Когда подруги Марты стали одолевать ее вопросами о симфонии Даниэля, девочка упавшим голосом подтвердила, что действительно дядя пишет симфонию, но, конечно, это очень трудно и требует времени.

– А что говорят твои родственники о поэмах про Алькора? Им нравится?

– Я не осмелилась их показать.

Так как Марта говорила неправду, то ей стало неловко смотреть на подруг, кольцом окруживших ее во дворе школы. Впервые их общество тяготило Марту. Девочки читали легенды и судили о них беспристрастно. Произведения Марты еще недостаточно зрелые, но обещают многое. Марта должна показать их родственникам.

Как все это утомительно. Прежде подруги всегда укоряли ее, что она слишком увлекается литературой и не думает, по их словам, о житейских проблемах. А теперь, когда приехали Мартины родные, люди, причастные к искусству, девочки вдруг возгордились ее литературным талантом.

Из всех подруг Марта особенно любила одну. Пожалуй, все ее любили. Звали девочку Анита, она была воплощением благоразумия. Анита, в свою очередь, беспокоилась обо всех и однажды отозвала Марту в сторону.

– Слушай, я думаю, твои приезжие родственники должны позаботиться о тебе. Моя мама говорит, что твой брат тобой не занимается, а невестка у тебя, к сожалению, не бог весть что…

– Они обо мне заботятся, – горячо возразила Марта. – Они очень любят меня и всегда расспрашивают про все мои дела. Они уже поняли, что Пино и Хосе неприятные люди, и хотят увезти меня с собой в Мадрид…

Анита задумалась.

– Зачем же ехать в Мадрид? Разве тебе не жаль покинуть остров? Просто надо найти хорошего мальчика и выйти замуж. Знаешь, ведь ты недурна. Сиксто, брат Марии, говорит, что ты ему нравишься… Теперь он приедет с фронта в отпуск, его ранили… Раз Хосе никуда тебя не вывозит, пусть помогут твои мадридские родственники. Мой отец почему-то считает, что Хосе будет недоволен, если ты выйдешь замуж.

Марта пожала плечами. Она уклончиво объяснила, что Онеста тоже советует ей найти жениха… Но сразу же ей стало грустно, не того ожидала она от родных.

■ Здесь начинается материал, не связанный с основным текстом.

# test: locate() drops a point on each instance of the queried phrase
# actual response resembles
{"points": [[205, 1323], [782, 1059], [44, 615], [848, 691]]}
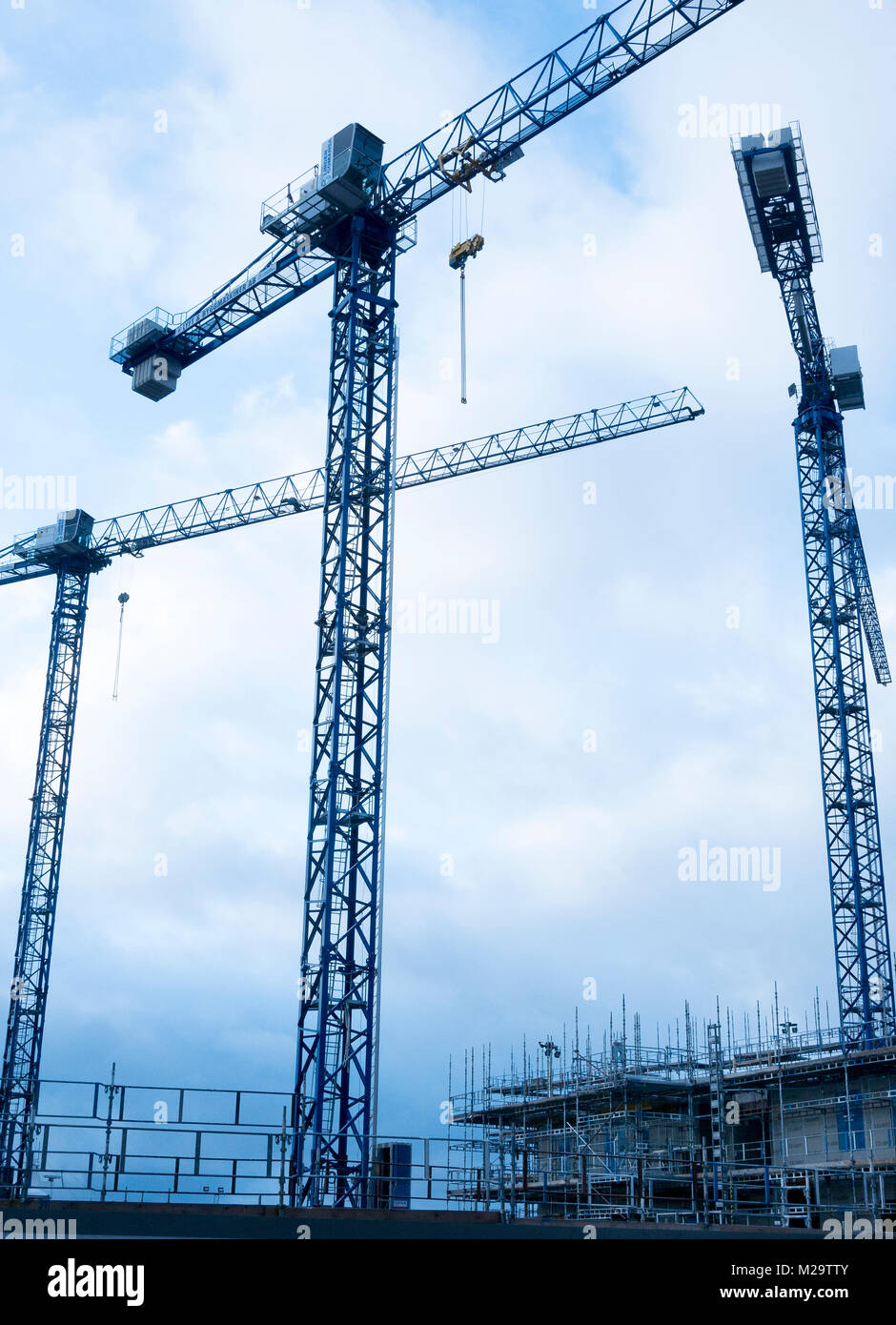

Когда девочка вспоминала, как оттолкнула ее Матильда, ей хотелось плакать. Об этом она никогда не расскажет подругам.

Она ходила за Матильдой по пятам, как собачонка, пользовалась любым случаем, чтобы дать ей понять, как она была бы счастлива поговорить с ней о литературе, но тетка всегда находила возможность ускользнуть. Однажды, когда Матильда, как обычно, грелась на солнце в саду, Марта решительно подступила к ней.

– Я бы хотела показать тебе то, что я пишу…

– Почему ты не обратилась к учителю?

– Тебе я верю больше, потому что ты тоже пишешь. – И, взглянув на Матильду, девочка поспешно продолжала – Ты ошибаешься, ты думаешь, что я счастлива, и презираешь меня. Ты считаешь меня дурочкой, которая сидит в этой усадьбе и не понимает, насколько вульгарны Пино и Хосе…

– Ты сама не знаешь, что говоришь. По-моему, некрасиво так отзываться о своем брате и сестре.

– Да… но ты не хочешь прочесть, что я написала?

– Нет.

Сквозь черные очки Матильда видела разочарованное лицо Марты. Она не смягчилась. Девочка раздражала ее.

– Я не стану читать твоих опусов и могу сказать – почему. Не знаю, есть у тебя талант или нет. Скорее всего – нет, но в конце концов это не важно… Мне противно видеть, как целый день ты слоняешься без дела, думая только о своих переживаниях. С утра до вечера ты занимаешься собой. Тебе и дела нет, что в твоей стране совершаются грандиозные, трагические события, что юноши, стоящие бесконечно больше, чем ты, каждый день умирают в окопах… Многие из моих лучших друзей погибли, другие голодают, третьи обречены на изгнание. А ты хочешь, чтобы я восхищалась девчонкой, у которой голова набита литературным вздором? Ты мне противна. Ты ведь никогда не думаешь о войне, правда?

– Нет, я думаю.

– Знаешь, что я делала бы, если бы мне было столько лет, сколько тебе? Старалась бы принести родине посильную пользу. Была бы естественной. Жила бы. У меня были бы подопечные на фронте, я переписывалась бы с ними… Надо что-то делать… Что-то настоящее, а не писать дурацкие стихи.

– Это не стихи.

– Ты глупа или не хочешь меня понять? Я не желаю читать твоей ерунды.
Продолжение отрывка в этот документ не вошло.